BATAK sebagai salah satu suku besar yang ada di Indonesia tentu juga memiliki bahasa daerah yang diwariskan secara turun temurun yakni Bahasa Batak. Bahasa batak berperan Sebagai budaya dan komunikasi berinteraksi secara erat dan dinamis. Bahasa Batak sebagai alat komunikasi melibatkan tindakan, pikiran, dan penafsiran. Kendati Demikian penggunaan bahasa Batak sudah mulai berkurang terutama di kalangan masyarakat Batak yang Tinggal di perkotaan.
Demkianlah halnya dengan gereja-gereja di perkotaan besar yang mayoritas jemaatnya adalah suku Batak, seperti HKBP, GKPI , HKI, GPKB dan lain-lain. Sebagaimana gerej-gereja ini berangkat dari suku Batak, maka bahasa Batak juga merupakan aspek penting dalam ruang lingkup peribadahan sebagai alat Komunikasi sesama jemaat maupun alat komunikasi yang digunakan untuk Beribadah kepada Tuhan.
Berdasarkan kondisi bahwa jemaat yang sudah lama tinggal di kota atau bahkan sejak lahir sudah berada di kota tentu mengalami kesulitan dalam mengungkapkan ataupun memahami bahasa Batak. Maka penggunaan Bahasa Batak dalam tata ibadah kurang diminati yang berpengaruh pada kualitas ibadah tersebut, dimana jemaat jadi kurang memaknai arti peribadahan yang berlangsung.
Namun hal tersebut bukanlah alasan untuk menyerah , orang Batak perlu melestarikan bahasa Batak untuk generasi berikutnya, sebagai bentuk Penghargaan dan rasa cinta terhadap budaya Batak. Karena bahasa Batak adalah salah satu dari budaya khas orang Batak yang bernilai tinggi, maka itu harus kita imani sebagai berkat dari Tuhan yang diberikan melalui nenek moyang kita.
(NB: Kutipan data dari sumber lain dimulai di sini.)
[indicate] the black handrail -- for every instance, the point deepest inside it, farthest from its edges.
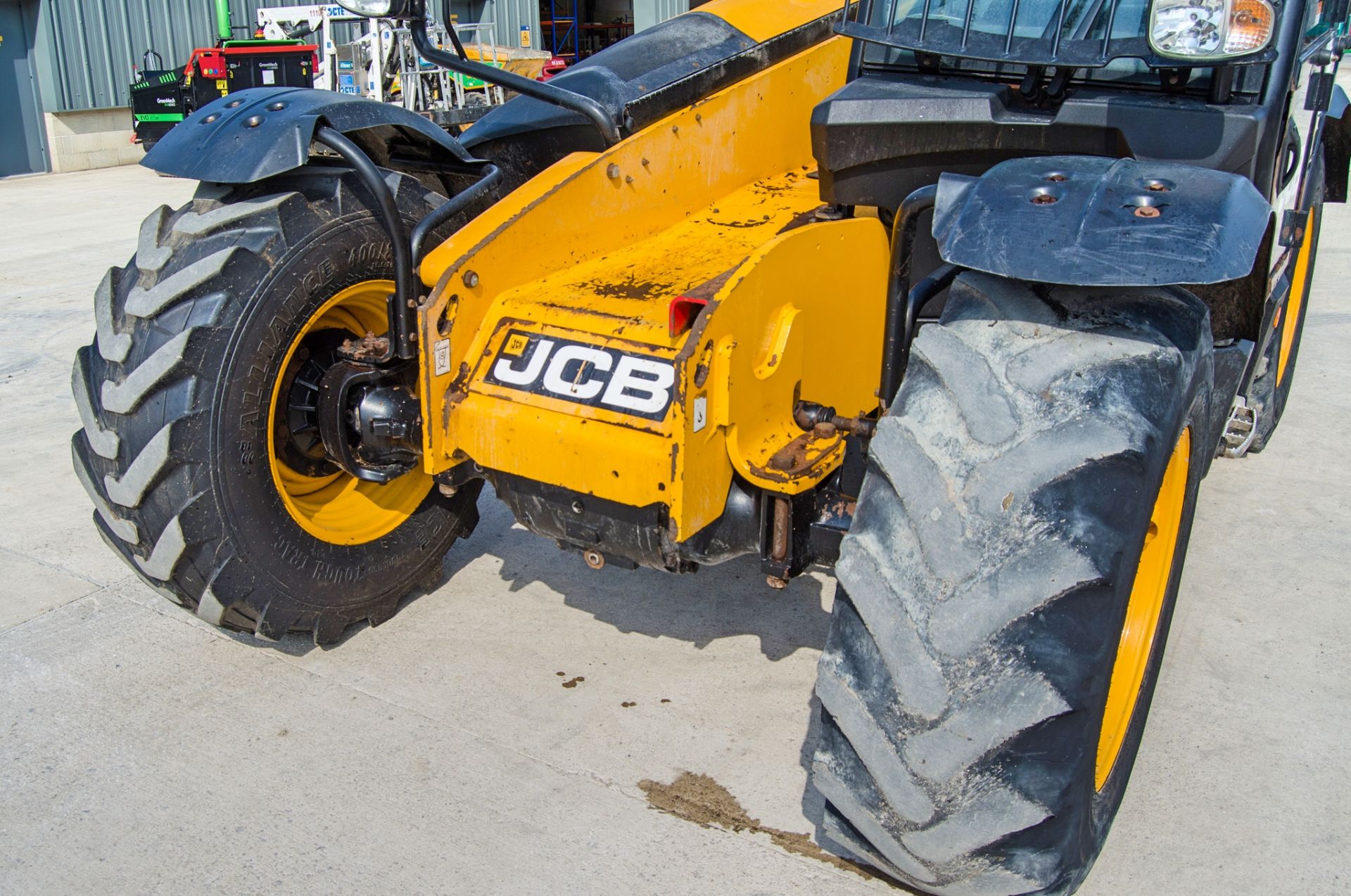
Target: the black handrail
(492, 177)
(897, 289)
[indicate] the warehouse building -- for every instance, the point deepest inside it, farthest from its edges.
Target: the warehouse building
(65, 65)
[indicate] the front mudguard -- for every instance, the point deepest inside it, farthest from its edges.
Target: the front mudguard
(262, 132)
(1096, 222)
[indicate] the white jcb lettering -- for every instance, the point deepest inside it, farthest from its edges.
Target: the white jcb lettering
(640, 385)
(506, 373)
(581, 386)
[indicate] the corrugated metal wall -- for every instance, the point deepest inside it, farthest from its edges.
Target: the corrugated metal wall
(87, 48)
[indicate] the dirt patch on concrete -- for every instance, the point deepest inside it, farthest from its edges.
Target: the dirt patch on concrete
(700, 799)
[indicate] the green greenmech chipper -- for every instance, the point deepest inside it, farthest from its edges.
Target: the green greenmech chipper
(164, 98)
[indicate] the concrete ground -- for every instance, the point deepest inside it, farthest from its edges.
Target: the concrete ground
(144, 752)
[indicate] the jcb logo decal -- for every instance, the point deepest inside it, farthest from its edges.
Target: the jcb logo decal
(585, 374)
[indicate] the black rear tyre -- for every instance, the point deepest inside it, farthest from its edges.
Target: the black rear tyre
(988, 575)
(177, 395)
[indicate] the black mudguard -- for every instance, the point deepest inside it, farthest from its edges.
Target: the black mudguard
(1096, 222)
(261, 132)
(1336, 148)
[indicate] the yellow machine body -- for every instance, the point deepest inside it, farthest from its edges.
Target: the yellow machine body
(549, 357)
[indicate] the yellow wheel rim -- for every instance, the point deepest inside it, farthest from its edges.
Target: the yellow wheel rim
(1299, 286)
(339, 508)
(1145, 608)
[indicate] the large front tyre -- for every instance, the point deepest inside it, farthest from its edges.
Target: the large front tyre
(198, 399)
(1008, 580)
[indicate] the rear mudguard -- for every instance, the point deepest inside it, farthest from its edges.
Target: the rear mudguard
(262, 132)
(1096, 222)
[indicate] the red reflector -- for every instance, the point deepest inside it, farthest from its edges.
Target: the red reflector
(684, 311)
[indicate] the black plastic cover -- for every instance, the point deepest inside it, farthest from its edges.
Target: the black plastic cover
(1096, 222)
(619, 75)
(261, 132)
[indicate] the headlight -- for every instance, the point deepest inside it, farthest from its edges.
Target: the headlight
(380, 8)
(1210, 29)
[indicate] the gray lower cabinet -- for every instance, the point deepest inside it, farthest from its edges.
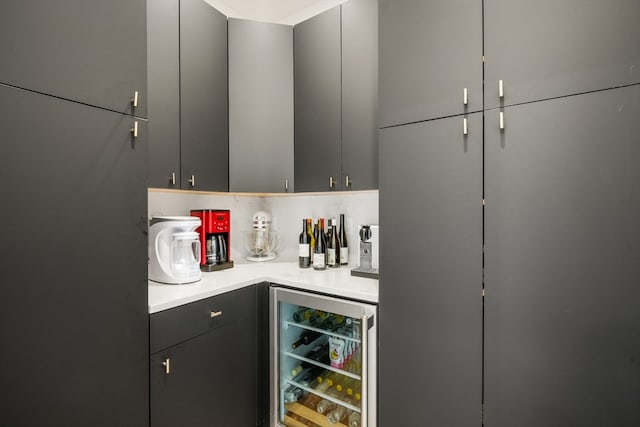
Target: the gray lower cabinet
(430, 362)
(74, 264)
(204, 362)
(75, 50)
(430, 54)
(316, 54)
(260, 107)
(188, 115)
(562, 266)
(548, 48)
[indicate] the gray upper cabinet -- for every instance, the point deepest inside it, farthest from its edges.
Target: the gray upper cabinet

Melestarikan bahasa Batak di tengah gereja juga merupakan penghargaan kepada misionaris yang datang ke tanah Batak, yakni Ludwig Ingwer Nomensen yang telah berjuang mati-matian termasuk mempelajari bahasa Batak agar kekristenan dapat masuk ke tanah batak.
Dalam hal ini maka gereja dapat berperan sebagai benteng pelestarian bahasa Batak dengan melakukan upaya-upaya bagaimana bahasa Batak tersebut bisa tetap terjaga. Salah satu contohnya adalah dengan rutin mengadakan ibadah hari minggu berbahasa Batak setidaknya satu kali setiap bulan.
Mengajarkan bahasa Batak secara perlahan melalui kebaktian ataupun perkumpulan seperti kepada kaum pemuda-pemudi Gereja, Sekolah minggu, maupun perkumpumpulan orangtua.
Maka dari itu dibutuhkan pelayan-pelayan yang siap memperlengkapi diri dengan Bahasa, teologi, dan budaya agar mampu mengajarkan hal tersebut dengan baik kepada jemaat melalui gereja. (New Rahmat Gultom, Mahasiswa STT HKBP Pematang siantar)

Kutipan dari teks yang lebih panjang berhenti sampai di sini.